Les anciens rédacteurs en chef du magazine et leurs avocats sont actuellement jugés. La juge Anastasia Tatarulia écoute les parties une par une. L'accusation est représentée par le procureur de la République, tandis que la défense est représentée par les accusés et leurs avocats.

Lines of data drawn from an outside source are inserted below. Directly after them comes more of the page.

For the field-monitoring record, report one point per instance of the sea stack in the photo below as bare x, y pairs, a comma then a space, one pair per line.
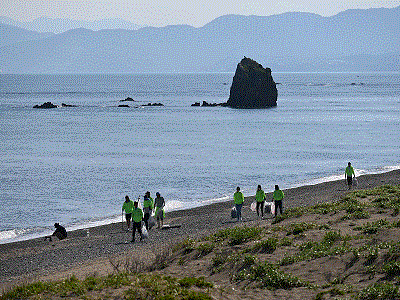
252, 86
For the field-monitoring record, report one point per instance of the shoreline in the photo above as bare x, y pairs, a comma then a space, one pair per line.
117, 218
36, 259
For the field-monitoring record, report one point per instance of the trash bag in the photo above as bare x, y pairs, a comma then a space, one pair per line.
152, 222
145, 233
269, 208
233, 213
253, 206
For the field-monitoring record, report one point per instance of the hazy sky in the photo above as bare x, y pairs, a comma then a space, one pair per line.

Après le début des audiences de fond en novembre, le procureur a donné lecture de l'acte d'accusation et a nuancé les charges. Armen, Alla, Volodia et Natasha ont plaidé non coupables, comme ils le font toujours. Ensuite, le procureur a lu les preuves de 212 volumes de l'affaire pénale, qui a duré 4 mois, en tenant compte des reports des audiences pour diverses raisons. Le procureur a lu à haute voix les numéros des volumes de l'affaire, les pages et les noms des documents lors des séances. Parmi eux figuraient, par exemple, des rapports sur des conversations préventives avec des écoliers, qui disaient l'inadmissibilité d'assister à des manifestations. Nous ne comprenons pas pourquoi ces papiers sont dans l'affaire criminelle.

Maintenant, les parties présentent leurs témoins et les interrogent – ​​l'accusation, la défense et le juge posent des questions à chaque témoin à tour de rôle. L'accusation a présenté seize témoins, mais hier, 21 mars, au quatorzième témoin, le procureur a déclaré que la présentation des preuves à charge était terminée. Aucun des témoins à charge n'avait auparavant vu Armen, Alla, Volodia et Natasha ou vu un clip vidéo d'eux. Un seul témoin a déclaré avoir entendu parler de notre magazine.

Ensuite, la défense présentera ses experts et ses témoins ; il faut le faire en une journée. Ce sera probablement la fin de la phase d'enquête. Ensuite, l'étape du débat commencera.

Au stade du débat, l'accusation et la défense diront leurs positions définitives, et le procureur demandera le verdict. Ensuite, les accusés auront le dernier mot et le jour de l'annonce du verdict sera fixé.

Les verdicts du procès DOXA seront annoncés début avril.